8. A multi-temporal target detection method is characterized by comprising the following steps:

and sending the first temporal image and the second temporal image of each group of temporal images into the multi-temporal target detection model of claim 6 to obtain the target to be detected.

9. A method for detecting illegal buildings is characterized by comprising the following steps:

sending the first time-state picture and the second time-state picture of each group of time-state pictures into the violation building detection model of claim 7 to obtain a panoramic classification result picture and a difference classification result picture, wherein the target to be detected corresponding to the panoramic decoder is the panoramic classification result picture, the target to be detected corresponding to the difference decoder is the difference classification result picture, and the acquisition time of the first time-state picture is earlier than that of the second time-state picture;

10. The illegal building detection method according to claim 9, characterized in that the change result graph represents the change situation of two different temporal pictures at the same place, if there is a change, the area difference between the difference classification result graph and the panoramic classification result graph is obtained, and if the area difference is greater than a first set threshold, it is determined that there is an illegal building at the place.
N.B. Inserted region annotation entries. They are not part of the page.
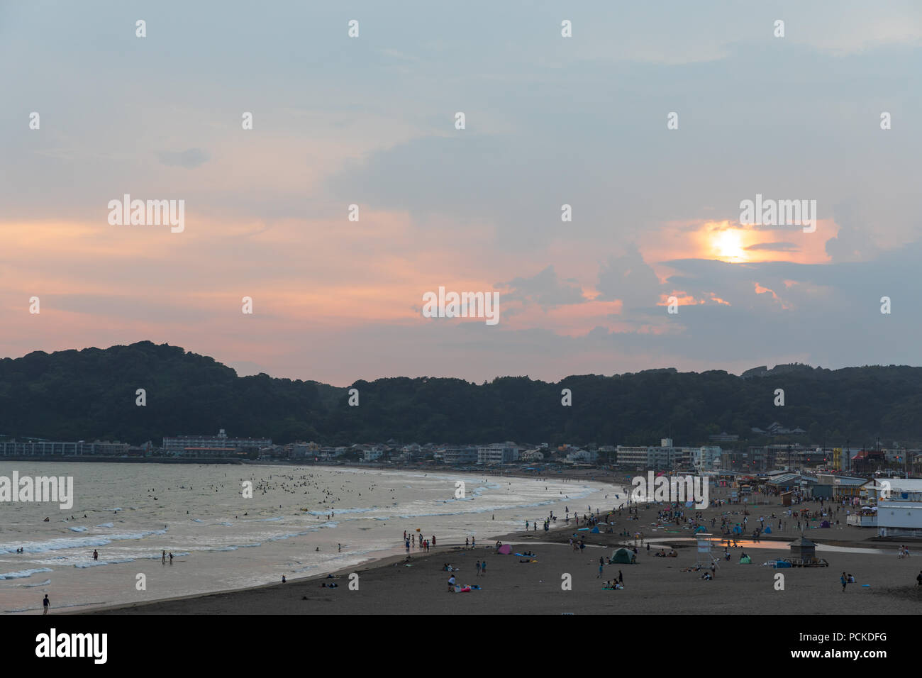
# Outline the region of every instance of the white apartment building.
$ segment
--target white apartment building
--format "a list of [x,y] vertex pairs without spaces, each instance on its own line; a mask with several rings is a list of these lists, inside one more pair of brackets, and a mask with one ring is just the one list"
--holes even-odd
[[211,450],[262,449],[272,446],[269,438],[229,438],[224,429],[218,435],[175,435],[163,438],[163,449],[170,453],[186,454],[195,457]]
[[518,455],[519,448],[515,443],[493,443],[477,448],[477,463],[508,464],[510,461],[518,461]]
[[446,464],[476,464],[479,458],[477,447],[473,446],[445,447],[442,458]]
11. A device for constructing a multi-temporal target detection model is characterized by comprising:

an acquisition module: the method comprises the steps of obtaining at least one group of temporal pictures of at least one to-be-detected place, marking a to-be-detected target in each group of temporal pictures to obtain a training sample, wherein each group of temporal pictures comprises a first temporal picture and a second temporal picture which are taken from different time points;

the coding module: constructing a multi-temporal target detection model, wherein the multi-temporal target detection model consists of a first encoder, a second encoder, a panoramic decoder and a difference decoder, the first temporal picture of each group of temporal pictures is sent to the first encoder to obtain multi-level first coding information with the depth from low to high, the second temporal picture is sent to the second encoder to be coded to obtain multi-level second coding information with the depth from low to high, and the depth of the first coding information and the depth of the second coding information of each level are the same;

a second decoding module: sending the first coding information and the second coding information of each level into the difference decoder, performing splicing-convolution operation on the first coding information and the second coding information of the last level to obtain a difference decoding result with the same depth as the first coding information of the previous level, performing difference jump connection on the difference decoding result to obtain difference decoding jump information, reducing the depth of the difference decoding jump information again to obtain a new difference decoding result, traversing the difference jump connection operation to obtain a final difference decoding result, splicing the difference decoding result and the difference information with the same depth by the difference jump connection operation, inputting the final difference decoding result into the predictor to obtain a difference classification result graph;

12. An electronic device comprising a memory and a processor, wherein the memory has stored therein a computer program, the processor being arranged to execute the computer program to perform a method of constructing a multi-temporal object detection model according to any one of claims 1 to 5 or a method of multi-temporal object detection according to claim 8 or a method of violation building detection according to claim 9.

13. A readable storage medium having stored thereon a computer program comprising instructions for controlling a process to perform a method of constructing a multi-temporal object detection model according to any one of claims 1 to 5 or a multi-temporal object detection method according to claim 8 or a violation building detection method according to claim 9.